Trump’s potential path to the White House

The question everybody is asking is whether Donald Trump can win the US presidential election in November. Jurgen Balzan looks at why and how the maverick Republican candidate can be handed the keys to the Oval Office

While Trump has been branded a clown, a homegrown demagogue, a narcissist, insane, racist and even a fascist, he enjoys wide support
While Trump has been branded a clown, a homegrown demagogue, a narcissist, insane, racist and even a fascist, he enjoys wide support

When Donald Trump announced he would be running for US president in June 2015, many thought it was a joke. 

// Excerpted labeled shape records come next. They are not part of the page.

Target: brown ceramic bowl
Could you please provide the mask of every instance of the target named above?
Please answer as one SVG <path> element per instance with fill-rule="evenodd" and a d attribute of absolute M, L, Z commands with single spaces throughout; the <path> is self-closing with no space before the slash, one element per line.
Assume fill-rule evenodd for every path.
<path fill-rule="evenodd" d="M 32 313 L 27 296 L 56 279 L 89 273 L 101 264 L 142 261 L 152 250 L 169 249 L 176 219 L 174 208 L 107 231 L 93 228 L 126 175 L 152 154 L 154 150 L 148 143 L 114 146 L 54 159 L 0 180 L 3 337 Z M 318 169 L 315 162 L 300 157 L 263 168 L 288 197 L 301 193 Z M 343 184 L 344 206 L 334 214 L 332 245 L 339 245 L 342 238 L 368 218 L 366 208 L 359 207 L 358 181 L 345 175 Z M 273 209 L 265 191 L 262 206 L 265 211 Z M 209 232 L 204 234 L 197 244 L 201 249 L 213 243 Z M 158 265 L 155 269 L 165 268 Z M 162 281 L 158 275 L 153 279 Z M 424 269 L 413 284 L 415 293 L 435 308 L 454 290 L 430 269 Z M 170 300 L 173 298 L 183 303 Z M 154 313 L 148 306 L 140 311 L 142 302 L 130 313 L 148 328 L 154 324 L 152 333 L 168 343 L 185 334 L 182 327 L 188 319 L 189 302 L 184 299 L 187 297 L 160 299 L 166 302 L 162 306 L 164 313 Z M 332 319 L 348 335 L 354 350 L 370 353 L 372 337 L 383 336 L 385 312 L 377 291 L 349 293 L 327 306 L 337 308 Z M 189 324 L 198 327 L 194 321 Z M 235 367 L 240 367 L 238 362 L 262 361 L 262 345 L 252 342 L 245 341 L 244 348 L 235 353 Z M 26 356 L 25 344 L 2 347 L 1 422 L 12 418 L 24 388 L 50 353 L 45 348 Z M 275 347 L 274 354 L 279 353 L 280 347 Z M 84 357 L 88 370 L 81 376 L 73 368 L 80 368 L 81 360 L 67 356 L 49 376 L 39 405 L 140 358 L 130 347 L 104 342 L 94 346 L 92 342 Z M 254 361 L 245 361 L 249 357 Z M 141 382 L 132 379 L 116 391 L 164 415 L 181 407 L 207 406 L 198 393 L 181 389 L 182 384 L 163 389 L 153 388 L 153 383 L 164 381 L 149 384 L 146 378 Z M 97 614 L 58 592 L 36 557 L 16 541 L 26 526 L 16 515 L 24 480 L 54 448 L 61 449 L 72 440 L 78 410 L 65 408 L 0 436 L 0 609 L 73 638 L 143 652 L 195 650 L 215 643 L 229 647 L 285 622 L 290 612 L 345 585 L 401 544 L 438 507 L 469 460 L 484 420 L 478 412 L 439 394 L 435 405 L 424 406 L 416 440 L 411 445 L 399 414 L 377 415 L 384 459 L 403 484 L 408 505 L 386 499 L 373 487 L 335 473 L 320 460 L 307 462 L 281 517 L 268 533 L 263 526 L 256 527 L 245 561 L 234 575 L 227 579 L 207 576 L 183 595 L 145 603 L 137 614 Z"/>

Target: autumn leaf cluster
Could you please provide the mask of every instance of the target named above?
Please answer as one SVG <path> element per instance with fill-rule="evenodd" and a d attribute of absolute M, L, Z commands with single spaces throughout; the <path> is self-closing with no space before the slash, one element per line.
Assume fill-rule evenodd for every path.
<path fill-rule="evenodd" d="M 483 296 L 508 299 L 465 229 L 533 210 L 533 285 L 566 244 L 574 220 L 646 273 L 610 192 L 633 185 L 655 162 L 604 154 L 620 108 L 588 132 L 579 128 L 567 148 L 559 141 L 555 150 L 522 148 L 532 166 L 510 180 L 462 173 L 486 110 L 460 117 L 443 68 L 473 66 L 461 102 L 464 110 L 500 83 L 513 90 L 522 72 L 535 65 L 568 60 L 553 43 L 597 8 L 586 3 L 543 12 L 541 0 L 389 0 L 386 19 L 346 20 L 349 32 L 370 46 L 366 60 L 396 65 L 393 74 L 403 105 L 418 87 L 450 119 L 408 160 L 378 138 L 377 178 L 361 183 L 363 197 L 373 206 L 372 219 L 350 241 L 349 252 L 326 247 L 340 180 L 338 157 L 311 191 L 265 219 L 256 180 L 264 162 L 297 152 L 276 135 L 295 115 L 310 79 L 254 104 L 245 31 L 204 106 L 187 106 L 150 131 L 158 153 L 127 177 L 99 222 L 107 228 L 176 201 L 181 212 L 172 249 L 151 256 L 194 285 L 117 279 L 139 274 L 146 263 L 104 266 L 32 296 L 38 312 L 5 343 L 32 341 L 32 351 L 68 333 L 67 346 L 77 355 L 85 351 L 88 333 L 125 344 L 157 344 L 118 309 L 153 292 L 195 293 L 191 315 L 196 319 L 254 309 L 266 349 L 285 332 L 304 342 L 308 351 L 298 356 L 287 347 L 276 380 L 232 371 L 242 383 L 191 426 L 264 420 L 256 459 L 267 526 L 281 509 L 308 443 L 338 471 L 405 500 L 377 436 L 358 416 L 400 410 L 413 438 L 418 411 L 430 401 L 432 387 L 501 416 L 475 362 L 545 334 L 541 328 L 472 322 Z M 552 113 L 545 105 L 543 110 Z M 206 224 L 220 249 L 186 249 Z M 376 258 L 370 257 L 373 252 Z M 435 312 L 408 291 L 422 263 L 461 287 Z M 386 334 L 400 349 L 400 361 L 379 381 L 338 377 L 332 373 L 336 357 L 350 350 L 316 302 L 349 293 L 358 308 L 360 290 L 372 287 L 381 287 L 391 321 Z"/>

Just over a year later, the maverick businessman is the official Republican candidate and what at first looked like an impossible feat has now turned into a nightmare for many in America and abroad. 

While Trump has been branded a clown, a homegrown demagogue, a narcissist, insane, racist and even a fascist, he enjoys wide support and a Republican victory is far from impossible. 

Ultimately it will boil down to which candidate can mobilise most supporters and inspire most people to go out to vote, and after two terms in office it will take a gargantuan effort from the Democrats to recreate the enthusiasm seen in the past two elections, which saw Barack Obama win on the back of huge popular support. 

Obama has recently warned Democrats to be “worried until all those votes are cast and counted because you know, one of the dangers in an election like this is that people don’t take the challenge seriously. They stay home. And we end up getting the unexpected.”

Up to a few weeks ago, Democrat candidate Hillary Clinton held a healthy lead in the polls but following the shootings of police officers in Dallas and the terrorist attacks in France and Germany, which potentially play into Trump’s gloomy narrative, the Republican candidate has a slender lead in the poll averages.

But as shown in last year’s election in the UK and the 2012 US election, pollsters do not always get it right and with Clinton expected to regain her lead following this week’s Democratic convention, all is set for a close result.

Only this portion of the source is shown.